Benoit Fontaine : D’abord il y a un défi en matière de communication, c’est-à-dire de faire savoir que c’est possible de réaliser des projets philanthropiques à l’international, et qu’en travaillant à l’international on ne perd pas forcément de gros frais de gestion,. Alors rendre accessible des projets très efficaces à l’international est un premier défi. Bien sûr le fait de travailler en réseau nous aide grandement.

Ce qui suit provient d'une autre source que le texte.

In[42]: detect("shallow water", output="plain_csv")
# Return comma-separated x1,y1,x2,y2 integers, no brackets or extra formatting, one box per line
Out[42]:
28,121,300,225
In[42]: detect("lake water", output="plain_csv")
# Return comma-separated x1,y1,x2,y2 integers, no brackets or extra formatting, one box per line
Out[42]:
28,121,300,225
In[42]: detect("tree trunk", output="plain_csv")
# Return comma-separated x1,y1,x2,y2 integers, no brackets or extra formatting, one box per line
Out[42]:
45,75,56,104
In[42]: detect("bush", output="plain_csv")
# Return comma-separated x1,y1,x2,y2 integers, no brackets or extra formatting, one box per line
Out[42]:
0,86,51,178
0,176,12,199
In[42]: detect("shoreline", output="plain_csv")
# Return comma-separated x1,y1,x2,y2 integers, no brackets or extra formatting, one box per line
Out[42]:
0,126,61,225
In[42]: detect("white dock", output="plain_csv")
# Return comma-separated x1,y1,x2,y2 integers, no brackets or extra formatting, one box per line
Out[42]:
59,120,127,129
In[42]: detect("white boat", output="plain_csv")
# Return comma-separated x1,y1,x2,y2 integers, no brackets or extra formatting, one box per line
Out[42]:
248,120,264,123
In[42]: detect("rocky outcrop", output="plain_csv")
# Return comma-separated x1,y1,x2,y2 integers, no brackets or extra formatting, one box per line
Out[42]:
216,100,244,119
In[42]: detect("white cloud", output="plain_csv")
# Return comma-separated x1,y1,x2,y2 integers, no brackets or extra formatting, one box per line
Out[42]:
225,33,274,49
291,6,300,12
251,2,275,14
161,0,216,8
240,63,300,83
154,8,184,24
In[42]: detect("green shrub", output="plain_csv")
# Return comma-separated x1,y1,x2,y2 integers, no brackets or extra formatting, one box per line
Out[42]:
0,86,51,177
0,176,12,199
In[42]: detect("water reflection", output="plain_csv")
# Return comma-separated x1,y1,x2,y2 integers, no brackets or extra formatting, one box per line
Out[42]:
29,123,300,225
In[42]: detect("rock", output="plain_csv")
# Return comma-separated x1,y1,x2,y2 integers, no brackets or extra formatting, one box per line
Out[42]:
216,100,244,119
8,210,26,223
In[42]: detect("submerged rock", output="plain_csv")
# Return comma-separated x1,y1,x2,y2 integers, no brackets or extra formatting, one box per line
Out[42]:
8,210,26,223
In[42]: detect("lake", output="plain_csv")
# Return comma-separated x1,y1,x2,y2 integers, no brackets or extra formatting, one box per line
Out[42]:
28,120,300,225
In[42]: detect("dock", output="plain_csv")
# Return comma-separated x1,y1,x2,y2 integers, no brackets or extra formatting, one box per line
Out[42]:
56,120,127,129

Bien que nous exécutions certains projets par nous-mêmes, d’autres nécessitent des partenaires pour y arriver. Comme second défi, j’ajouterais donc d’identifier si on réalisait le projet en direct ou bien avec des agents locaux. S’il y a des agents locaux, il faut réussir à développer de bonnes relations avec eux pour chacun de nos projets où cela est nécessaire. Dans ces cas-ci – et plus particulièrement lorsque vous travaillez dans des pays en voie de développement avec de plus petites structures –, il faut faire une bonne analyse de la capacité réelle de l’organisme à mener le projet. En fait, on trouve de bons partenaires, mais il faut toujours croiser l’information. Je ne veux pas forcément croire ce que les gens me disent. On doit vérifier via d’autres sources et c’est très important. Si on décide de mettre un projet en œuvre avec un partenaire, l’important c’est que le partenaire ait de bonnes capacités de leadership; donc qu’on ait une bonne personne contact, qui est transparente, qui va répondre quand on va téléphoner par exemple. Bref, il faut travailler avec des partenaires qui soient réactifs. Donc la réactivité des gens sur place et leur transparence c’est vraiment des qualités qu’on recherche chez un partenaire et trouver de tels partenaires représente un défi important, surtout dans certains pays en développement où il faut être prudent. Il ne faut jamais se précipiter, mais ça ne doit pas représenter un frein pour la philanthropie, ce serait vraiment dommage.